The NLP section is complete. Section 9 — Computer Vision — begins next.

You have completed the full NLP section: tokenisation, BERT, PEFT/LoRA, RAG, prompt engineering, and agents. Section 9 goes deeper into computer vision beyond the CNNs of Module 46 — image fundamentals, data augmentation, object detection with YOLO, and semantic segmentation. Every module builds directly on the deep learning foundation from Section 7.
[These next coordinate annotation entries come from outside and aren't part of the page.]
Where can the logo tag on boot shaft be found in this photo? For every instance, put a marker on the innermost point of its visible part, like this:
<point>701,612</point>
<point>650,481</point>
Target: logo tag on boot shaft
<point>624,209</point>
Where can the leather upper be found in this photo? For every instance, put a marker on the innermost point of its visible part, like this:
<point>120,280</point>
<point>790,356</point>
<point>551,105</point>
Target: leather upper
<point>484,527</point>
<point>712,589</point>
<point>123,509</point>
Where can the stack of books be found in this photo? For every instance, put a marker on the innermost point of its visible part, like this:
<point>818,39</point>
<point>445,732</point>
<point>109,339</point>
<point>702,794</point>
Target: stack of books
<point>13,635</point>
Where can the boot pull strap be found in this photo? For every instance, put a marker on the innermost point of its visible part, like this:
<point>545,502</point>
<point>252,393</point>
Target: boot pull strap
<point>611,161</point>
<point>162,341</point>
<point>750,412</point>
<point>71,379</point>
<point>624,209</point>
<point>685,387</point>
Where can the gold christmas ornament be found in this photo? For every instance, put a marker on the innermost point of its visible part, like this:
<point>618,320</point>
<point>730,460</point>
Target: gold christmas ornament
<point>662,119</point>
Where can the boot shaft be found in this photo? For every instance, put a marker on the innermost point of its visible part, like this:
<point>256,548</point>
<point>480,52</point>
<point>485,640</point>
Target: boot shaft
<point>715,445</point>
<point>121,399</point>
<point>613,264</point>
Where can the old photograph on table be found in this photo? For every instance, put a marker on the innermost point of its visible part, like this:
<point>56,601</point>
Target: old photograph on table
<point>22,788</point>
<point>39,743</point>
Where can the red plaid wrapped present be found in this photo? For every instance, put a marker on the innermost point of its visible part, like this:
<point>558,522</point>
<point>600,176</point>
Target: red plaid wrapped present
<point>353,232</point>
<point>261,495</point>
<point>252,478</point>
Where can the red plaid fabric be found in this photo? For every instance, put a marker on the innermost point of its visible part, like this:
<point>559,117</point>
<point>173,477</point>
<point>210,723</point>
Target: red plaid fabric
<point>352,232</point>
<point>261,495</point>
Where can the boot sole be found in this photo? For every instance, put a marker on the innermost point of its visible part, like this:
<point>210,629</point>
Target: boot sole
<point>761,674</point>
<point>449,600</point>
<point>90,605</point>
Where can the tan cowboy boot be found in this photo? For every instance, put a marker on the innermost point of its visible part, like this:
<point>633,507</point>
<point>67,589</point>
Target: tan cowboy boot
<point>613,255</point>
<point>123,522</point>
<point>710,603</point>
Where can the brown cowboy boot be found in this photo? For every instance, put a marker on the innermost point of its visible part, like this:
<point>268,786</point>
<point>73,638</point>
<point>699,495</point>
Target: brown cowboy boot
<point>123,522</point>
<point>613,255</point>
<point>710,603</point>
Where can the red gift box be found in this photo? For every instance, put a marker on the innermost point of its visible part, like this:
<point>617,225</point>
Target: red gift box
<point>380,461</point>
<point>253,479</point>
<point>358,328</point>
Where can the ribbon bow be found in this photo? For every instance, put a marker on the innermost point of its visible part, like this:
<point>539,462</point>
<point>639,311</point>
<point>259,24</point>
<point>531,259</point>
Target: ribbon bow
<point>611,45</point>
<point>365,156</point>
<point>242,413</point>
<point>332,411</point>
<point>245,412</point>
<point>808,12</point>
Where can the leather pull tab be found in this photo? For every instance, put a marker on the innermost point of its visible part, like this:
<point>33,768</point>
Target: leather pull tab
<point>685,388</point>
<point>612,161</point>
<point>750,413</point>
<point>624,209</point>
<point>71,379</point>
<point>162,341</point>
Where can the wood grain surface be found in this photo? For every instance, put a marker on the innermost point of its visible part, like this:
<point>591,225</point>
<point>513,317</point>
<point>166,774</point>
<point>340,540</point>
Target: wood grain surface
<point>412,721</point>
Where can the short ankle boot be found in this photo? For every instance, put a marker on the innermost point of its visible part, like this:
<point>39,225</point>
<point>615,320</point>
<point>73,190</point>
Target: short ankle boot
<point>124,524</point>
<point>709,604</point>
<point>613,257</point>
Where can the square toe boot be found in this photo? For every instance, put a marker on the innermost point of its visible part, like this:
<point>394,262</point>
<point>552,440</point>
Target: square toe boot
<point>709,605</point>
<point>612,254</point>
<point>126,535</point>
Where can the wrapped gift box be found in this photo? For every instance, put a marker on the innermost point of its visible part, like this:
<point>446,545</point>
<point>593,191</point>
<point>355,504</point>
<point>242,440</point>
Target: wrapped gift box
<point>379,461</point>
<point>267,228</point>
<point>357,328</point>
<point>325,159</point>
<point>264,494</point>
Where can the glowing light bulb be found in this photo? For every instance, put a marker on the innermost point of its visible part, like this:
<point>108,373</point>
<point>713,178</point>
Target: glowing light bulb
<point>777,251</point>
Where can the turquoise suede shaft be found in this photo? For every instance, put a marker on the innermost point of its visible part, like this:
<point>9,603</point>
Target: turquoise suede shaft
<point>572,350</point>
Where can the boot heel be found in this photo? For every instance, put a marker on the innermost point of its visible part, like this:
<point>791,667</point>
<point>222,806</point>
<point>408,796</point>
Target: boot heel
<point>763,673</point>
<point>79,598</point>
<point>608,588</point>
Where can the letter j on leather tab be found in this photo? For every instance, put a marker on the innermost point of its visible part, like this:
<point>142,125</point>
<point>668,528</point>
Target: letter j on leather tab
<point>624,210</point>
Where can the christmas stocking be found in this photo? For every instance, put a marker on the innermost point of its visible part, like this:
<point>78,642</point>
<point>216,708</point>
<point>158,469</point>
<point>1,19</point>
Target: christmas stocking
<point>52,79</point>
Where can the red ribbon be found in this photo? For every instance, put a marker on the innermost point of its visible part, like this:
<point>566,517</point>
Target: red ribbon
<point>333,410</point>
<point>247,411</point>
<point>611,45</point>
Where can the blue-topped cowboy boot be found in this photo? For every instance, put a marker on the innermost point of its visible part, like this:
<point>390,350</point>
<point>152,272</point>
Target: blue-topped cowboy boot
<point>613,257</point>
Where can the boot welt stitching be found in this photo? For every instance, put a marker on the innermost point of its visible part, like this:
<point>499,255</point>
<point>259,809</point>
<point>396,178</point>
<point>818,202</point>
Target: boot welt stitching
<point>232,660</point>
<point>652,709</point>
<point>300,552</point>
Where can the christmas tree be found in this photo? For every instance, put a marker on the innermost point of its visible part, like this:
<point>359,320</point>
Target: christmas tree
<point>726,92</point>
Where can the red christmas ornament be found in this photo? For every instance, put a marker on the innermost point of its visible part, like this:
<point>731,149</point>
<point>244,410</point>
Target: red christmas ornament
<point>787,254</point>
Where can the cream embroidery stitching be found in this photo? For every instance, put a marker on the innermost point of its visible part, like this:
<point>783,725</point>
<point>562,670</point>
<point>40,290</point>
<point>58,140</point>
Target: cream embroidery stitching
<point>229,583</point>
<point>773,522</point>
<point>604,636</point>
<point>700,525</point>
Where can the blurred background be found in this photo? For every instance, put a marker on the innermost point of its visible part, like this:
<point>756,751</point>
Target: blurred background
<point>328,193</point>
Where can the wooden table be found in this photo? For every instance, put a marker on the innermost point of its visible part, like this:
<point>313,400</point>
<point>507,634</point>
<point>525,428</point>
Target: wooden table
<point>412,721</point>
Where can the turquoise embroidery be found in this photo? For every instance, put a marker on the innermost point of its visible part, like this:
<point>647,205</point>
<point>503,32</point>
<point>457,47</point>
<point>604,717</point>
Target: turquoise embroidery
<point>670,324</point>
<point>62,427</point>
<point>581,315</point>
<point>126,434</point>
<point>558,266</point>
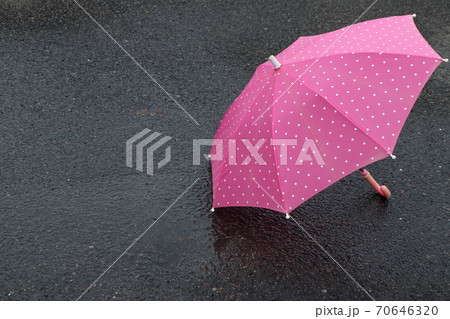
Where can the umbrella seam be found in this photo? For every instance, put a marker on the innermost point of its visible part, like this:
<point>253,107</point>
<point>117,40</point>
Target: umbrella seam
<point>275,155</point>
<point>240,122</point>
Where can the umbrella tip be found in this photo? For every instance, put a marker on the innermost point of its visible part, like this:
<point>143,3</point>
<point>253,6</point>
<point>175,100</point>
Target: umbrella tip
<point>276,64</point>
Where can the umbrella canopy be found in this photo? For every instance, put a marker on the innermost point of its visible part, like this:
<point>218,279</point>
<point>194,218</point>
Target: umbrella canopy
<point>326,106</point>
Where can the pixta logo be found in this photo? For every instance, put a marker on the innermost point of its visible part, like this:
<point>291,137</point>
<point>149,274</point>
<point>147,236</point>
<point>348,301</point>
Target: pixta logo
<point>146,144</point>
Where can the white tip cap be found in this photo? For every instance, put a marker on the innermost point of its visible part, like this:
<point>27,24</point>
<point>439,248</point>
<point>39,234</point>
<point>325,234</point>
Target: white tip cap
<point>276,64</point>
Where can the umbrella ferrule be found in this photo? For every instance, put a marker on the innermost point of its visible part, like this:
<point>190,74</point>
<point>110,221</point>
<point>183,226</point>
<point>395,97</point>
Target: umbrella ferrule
<point>276,64</point>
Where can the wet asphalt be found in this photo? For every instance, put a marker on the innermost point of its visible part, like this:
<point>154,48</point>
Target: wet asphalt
<point>69,206</point>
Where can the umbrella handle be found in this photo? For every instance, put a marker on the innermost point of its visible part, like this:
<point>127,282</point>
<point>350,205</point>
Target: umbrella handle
<point>382,190</point>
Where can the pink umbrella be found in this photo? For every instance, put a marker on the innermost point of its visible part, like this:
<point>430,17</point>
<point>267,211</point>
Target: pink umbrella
<point>326,106</point>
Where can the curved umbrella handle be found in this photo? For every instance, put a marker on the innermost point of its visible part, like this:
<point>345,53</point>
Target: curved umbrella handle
<point>382,190</point>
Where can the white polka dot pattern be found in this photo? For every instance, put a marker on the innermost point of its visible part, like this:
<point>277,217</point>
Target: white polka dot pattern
<point>351,100</point>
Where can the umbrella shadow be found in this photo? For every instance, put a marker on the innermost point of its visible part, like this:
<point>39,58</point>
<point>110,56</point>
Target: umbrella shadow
<point>258,239</point>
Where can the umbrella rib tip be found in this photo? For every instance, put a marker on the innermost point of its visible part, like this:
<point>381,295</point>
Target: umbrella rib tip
<point>276,64</point>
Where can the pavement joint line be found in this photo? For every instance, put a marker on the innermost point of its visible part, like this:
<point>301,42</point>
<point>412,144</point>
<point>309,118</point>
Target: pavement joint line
<point>317,59</point>
<point>138,64</point>
<point>137,239</point>
<point>317,243</point>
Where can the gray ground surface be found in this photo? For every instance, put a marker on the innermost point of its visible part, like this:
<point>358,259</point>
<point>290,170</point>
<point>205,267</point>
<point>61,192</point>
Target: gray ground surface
<point>70,98</point>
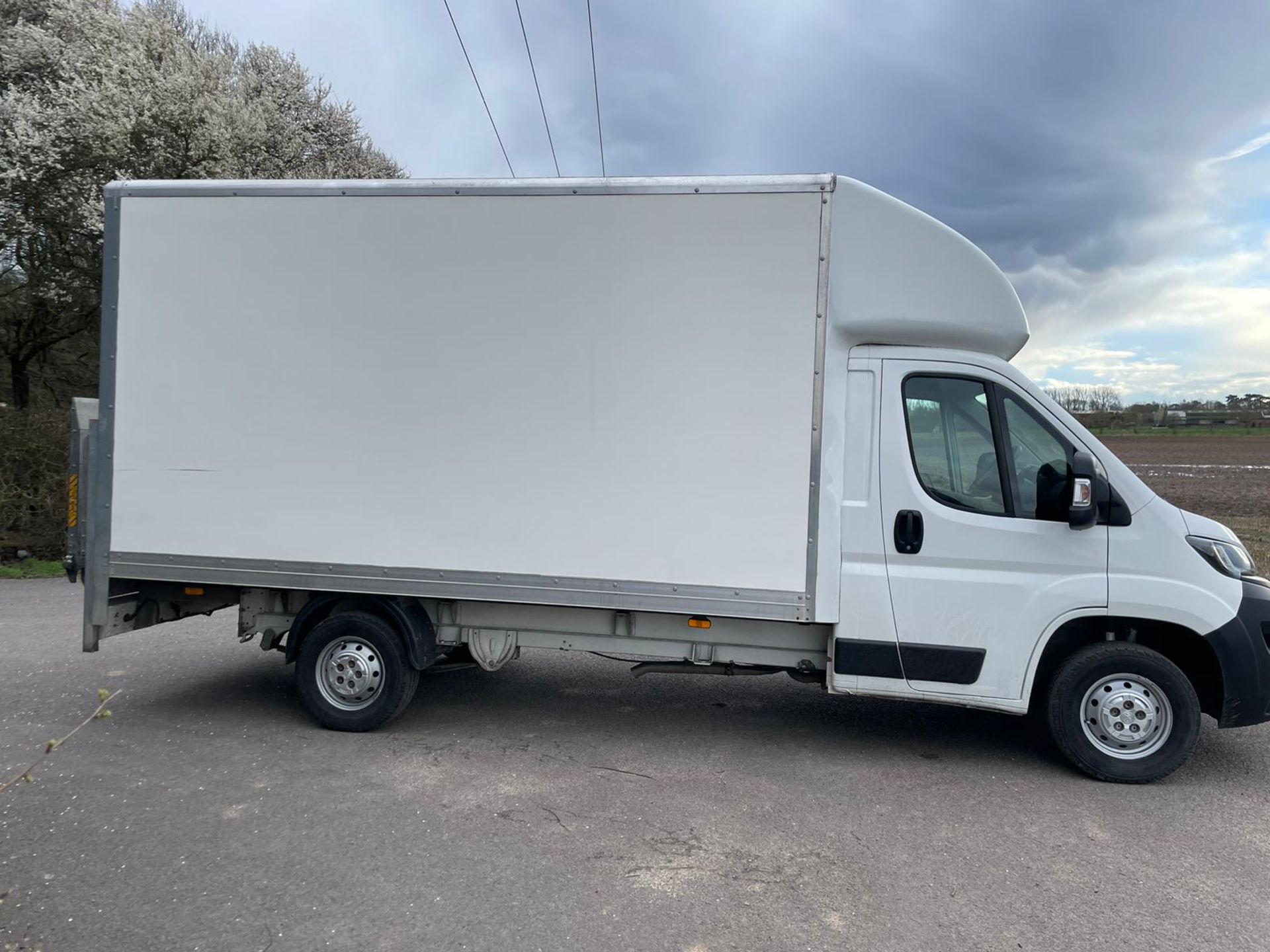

Next — Section 9 · Computer Vision
Image Fundamentals — Pixels, Channels and Tensors

How computers see images. Pixel values, colour channels, image tensors, normalisation, and the preprocessing pipeline every vision model expects.

coming soon

🎯 Key Takeaways

  • An agent is an LLM that can take actions — call APIs, run code, write files — not just generate text. Function calling is the reliable way to implement this: define tools as JSON schemas, the LLM returns structured tool_call objects (not text to parse), you execute the function, return the result as a tool message, repeat.
  • The function calling message loop has four message types: user (question), assistant with tool_calls (LLM decides to call a tool), tool (result of the function execution), assistant without tool_calls (final answer). Pass all messages in every API call — the full history is the agent's working memory.
  • Three types of agent memory: short-term (conversation buffer — pass all messages each turn, compress when approaching context limit), long-term (persist key facts in a database across sessions, retrieve at session start), semantic (vector store of past conversations, retrieve by similarity to current query).
  • Multi-agent systems use an orchestrator that plans and delegates to specialist agents. The orchestrator never calls tools directly — it breaks the task into sub-tasks and routes each to the right specialist. Pass shared context between specialists so they do not contradict each other.
  • Production agents need three guardrail layers: tool-level validation (max call counts, logging, dry-run mode), confirmation for irreversible actions (send email, process refund, delete record — always require human approval), and output validation (check for hallucination signals before acting on agent output).
  • The biggest agent failure mode is irreversible actions based on hallucinated data. Classify every tool as reversible or irreversible. Queue irreversible actions for human review rather than executing synchronously. In development, always use dry_run=True. Never ship an agent that can take irreversible real-world actions without a confirmation step.